Sosialita Rien Wartia Trigina alias Erin, mantan istri komedian Andre Taulany, menjadi perbincangan hangat di media sosial setelah berkonflik dengan mantan asisten rumah tangganya, Herawati. Konflik ini bermula dari tuduhan Herawati bahwa Erin melakukan tindakan kasar serta mengucapkan kata-kata tidak pantas kepadanya. Perseteruan tersebut akhirnya berujung pada pelaporan Erin ke Polres Metro Jakarta Selatan pada 29 April 2026. Kasus ini menarik perhatian karena melibatkan figur publik yang dikenal luas di kalangan sosialita.
Psikolog Mintarsih Abdul Latief menilai bahwa penyebaran konflik secara luas di jagat maya jelas berdampak pada kondisi psikologis Erin. Menurutnya, situasi ini tidak dapat dihindari karena informasi tersebar luas di media sosial. Mintarsih juga menyinggung persepsi netizen yang cenderung menyalahkan pihak majikan dalam hubungan kerja semacam ini, meskipun tidak selalu demikian. Ia menekankan bahwa posisi Erin yang dianggap lebih berkuasa tidak serta merta membuatnya bersalah.

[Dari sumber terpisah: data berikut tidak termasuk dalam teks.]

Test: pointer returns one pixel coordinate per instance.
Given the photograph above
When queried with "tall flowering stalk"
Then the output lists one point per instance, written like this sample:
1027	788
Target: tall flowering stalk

Dampak psikologis tersebut disebut Mintarsih juga bisa memengaruhi anak-anak Erin yang menyaksikan perseteruan ibu mereka. Ia mengatakan bahwa anak-anak mungkin mendapat kesan negatif, seperti menganggap ibunya seorang yang kejam. Pernyataan ini disampaikan Mintarsih dalam wawancara yang dikutip dari YouTube Seleb Oncam News pada Kamis, 28 Mei 2026. Kondisi tersebut dinilai semakin rumit karena perseteruan berlangsung di ruang publik.

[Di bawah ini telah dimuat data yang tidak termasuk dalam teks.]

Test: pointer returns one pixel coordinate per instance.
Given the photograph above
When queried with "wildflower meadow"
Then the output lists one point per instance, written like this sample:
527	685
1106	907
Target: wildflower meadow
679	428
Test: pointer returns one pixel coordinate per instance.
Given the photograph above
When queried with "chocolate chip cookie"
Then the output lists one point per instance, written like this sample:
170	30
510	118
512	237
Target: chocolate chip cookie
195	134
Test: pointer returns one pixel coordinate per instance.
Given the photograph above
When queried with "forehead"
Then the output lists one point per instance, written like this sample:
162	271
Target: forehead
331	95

Erin sendiri telah menjalani pemeriksaan di Polres Metro Jakarta Selatan pada Jumat, 22 Mei 2026, terkait laporan dugaan penganiayaan tersebut. Ia datang didampingi tim kuasa hukumnya, termasuk Adlina Amalia. Setelah pemeriksaan selesai, Erin tampak enggan memberikan komentar kepada awak media dan langsung meninggalkan lokasi dengan tergesa-gesa. Langkah ini diambil untuk menghindari keramaian yang muncul akibat viralnya kasus tersebut.